Jim Lehrer was terrible, and the President allowed himself to be pushed around. I doubt that the election will turn on the debates but the President lost this round. He hesitated in every sentence, he acted "professorial" when debate in presidential politics is a lot closer to wrestling and boxing than to making thoughtful, pause-filled responses.
Why the President allowed Romney to basically "say anything" without saying, "No one believes your tax plan. No one understands your tax plan. You want to turn Medicare into a voucher program. You want to turn Medicaid, a federal program that does enormous good for the elderly middle class in nursing homes and poor people who desperately need help, over to states who can't afford to handle this themselves and also to hospital emergency rooms. That's not a policy; that's a surrender and once, again, a give-away to the people in America who already have enough. Romney was saying, "You're on your own" to the need," and to the middle class.
I'm a MSNBC fan but I think the President was way too laid back, way too professoral. The data suggest that debates don't determine the outcome of the election, and it could be that the President and his advisers decided to do most of the wrestling with television ads and not in the middle of the debates and risk making the President seem too agressive.
Senator Kerry laid the second George Bush out in the first debate and George Bush won a solid victory. So we may be too worried about theatrics.
The one elected official who commented after the debate was Senator Bennet from Colorado and he watched the debate from the audience in the hall and not in front of television and he thought that Romney came across as a guy who still will say anything to be elected. The Senator said that most voters know he's a rich man who revealed his true colors in his 47 percent comment.
Another weird note: I went to the same high school that Jim Lehrer did; he was two or three years ahead of me, Thomas Jefferson High School in San Antonio. He's a nice guy, smart, wise, but he let Romney run the debate. I'm not sure that matters to the average undecided voter. More than that, I was on McNeil-Lehrer once and we talked after the interview (on drinking and driving) about high school and politics, and Lehrer was thoughtful and, well, biased in favor of reasonable government activism. But tonight he simply had no control over Romney.
Lehrer simply let Romney take command of the debate, and perhaps it doesn't matter if debates don't matter as much as we all think. Obama lost and that's not good.

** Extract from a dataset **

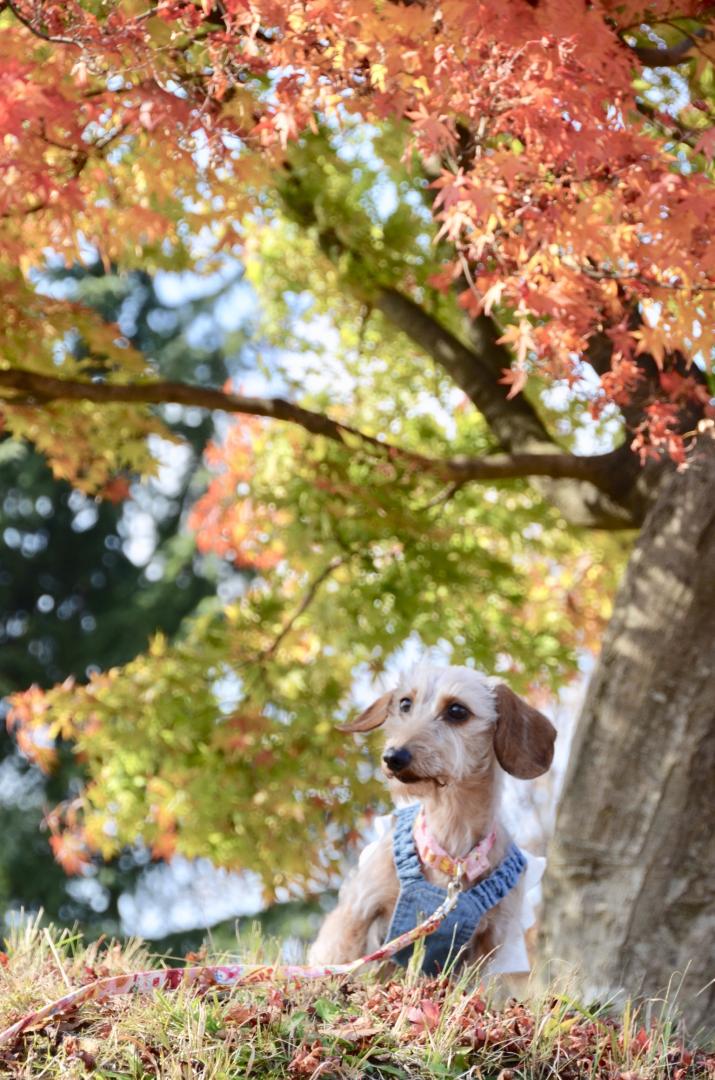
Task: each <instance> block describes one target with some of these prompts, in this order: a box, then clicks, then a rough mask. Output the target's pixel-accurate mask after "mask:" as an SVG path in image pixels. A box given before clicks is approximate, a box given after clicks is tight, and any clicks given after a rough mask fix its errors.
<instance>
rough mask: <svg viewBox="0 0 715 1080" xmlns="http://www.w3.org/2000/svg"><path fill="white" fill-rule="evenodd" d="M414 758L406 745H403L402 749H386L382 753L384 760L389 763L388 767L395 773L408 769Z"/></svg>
mask: <svg viewBox="0 0 715 1080" xmlns="http://www.w3.org/2000/svg"><path fill="white" fill-rule="evenodd" d="M412 759H413V755H412V754H410V753H409V751H408V750H406V748H405V747H404V746H401V747H400V750H392V748H390V750H386V752H385V754H383V755H382V760H383V761H385V764H386V765H387V767H388V769H389V770H390V772H394V773H397V772H402V770H403V769H406V768H407V766H408V765H409V762H410V761H412Z"/></svg>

Yet others were saying that Obama and Lehrer allowed Romeny to go on the record and brag about "Taxachusetts" having the best schools in America, and the right wing may have been sitting there and saying "Hey, are you bragging about high taxes?"
It was a weird disappointing night yet I kept thinking, Kerry wiped up the floor with Bush, and Bush won. And surely the Obama people know that. Maybe the Obama people were determined to allow the reckless, heedless Romney to show his true, "I'll say anything to be president," colors.
Was that a debate or was it a Mohammed Ali "rope-a-dope" trap laid out for Romney to show the Tea Party that they were being played for fools.
Biden may help pull the Democrats back into the ring, and it's likely that Obama is still ahead, but not by so much. It is easier to do what Romney did with his "say anything" style and no one can pin me down. But the president needs to fight for his programs, and aggressively.
No matter who won, Mr. Obama should remember, "No more Mr. Nice guy." I don't think Romney caused many people to change their minds on matters of policy but Obama came across as passive and too laid back.